Added to the list of defendants to stand trial for their role in the opioid epidemic is some of the nation’s major pharmacy chains, including Rite Aid, Walgreens, CVS, Discount Drug Mart, and HBC. U.S. District Court Judge Dan Polster, who is presiding over the consolidated litigation in Cleveland, Ohio, scheduled the trial for late 2020. Specifically, the pharmacy chains are slated for next October. Polster also submitted a recommendation that the cases be moved to Chicago, San Francisco, Oklahoma, and West Virginia.
Polster indicated he would preside over a case that involves two Ohio counties, Summit and Cuyahoga, against some of the nation’s largest pharmacy chains. Drug manufacturers and distributors have already settled or been ordered to pay hundreds of millions of dollars. The first federal trial against six defendants ended in an 11th-hour settlement last month, but Walgreens opted not to participate.
The consolidated litigation in Cleveland is now referred to as the National Prescription Opiate Litigation. Those lawsuits brought about by cities, states, counties, and others, seek payments the alleged roles of numerous companies in the opioid crisis. They were ultimately consolidated beginning in 2017 by a panel of federal judges. Currently, there are roughly 2,500 suits still open.

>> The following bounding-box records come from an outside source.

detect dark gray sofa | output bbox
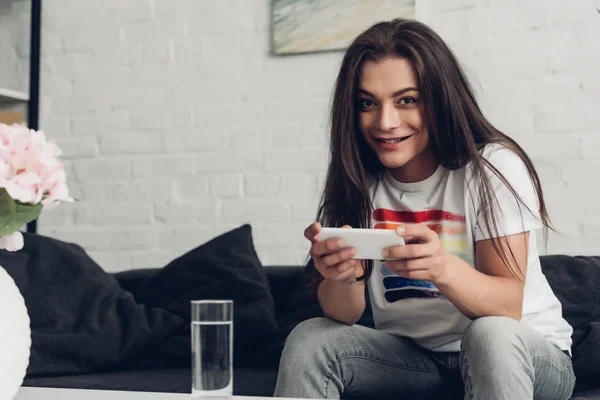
[24,256,600,400]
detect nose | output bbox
[379,104,402,132]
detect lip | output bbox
[373,134,414,151]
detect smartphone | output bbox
[319,228,405,260]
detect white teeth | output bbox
[380,138,406,144]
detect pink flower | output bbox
[0,124,73,251]
[0,124,73,207]
[0,232,24,251]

“What the court has learned,” Polster wrote in one of two orders he issued recently, “is that if it proceeds with the bellwether trial process as it has so far, it will simply take too long to reach each category of plaintiff and defendant, much less each individual plaintiff and defendant. Meanwhile, the opioid crisis shows no sign of ending.” It continues to take the lives of thousands with the death toll in the hundred-thousands.
Of those cases Polster is recommending go elsewhere, a lawsuit filed by the city of Chicago against Purdue Pharma and other drug manufacturers would go back to federal court in Illinois; a case filed by the Cherokee Nation against multiple drug companies would go to federal court in Oklahoma; and a case filed by the city and county of San Francisco would head back to federal court in California. Polster offered to handle another seven cases that target multiple issues within the industry. The Judicial Panel on Multidistrict Litigation must approve his plan for it to proceed.
Roughly half of the state attorneys general are currently negotiating a settlement that would provide $48 billion in cash and anti-addiction medication from companies over 18 years. But, most recently, officials for ten cities and counties sent a letter to the three major drug distributors saying they would not support this measure. “Despite being on the front lines of the opioid epidemic,” the officials wrote, “we were not consulted about this settlement, were not involved in negotiating its terms and were not apprised of its details.” Los Angeles, New York, and Houston were among some of the largest cities to sign the letter. Given the magnitude of the cities that are pushing back, it looks like there will be more trials to come.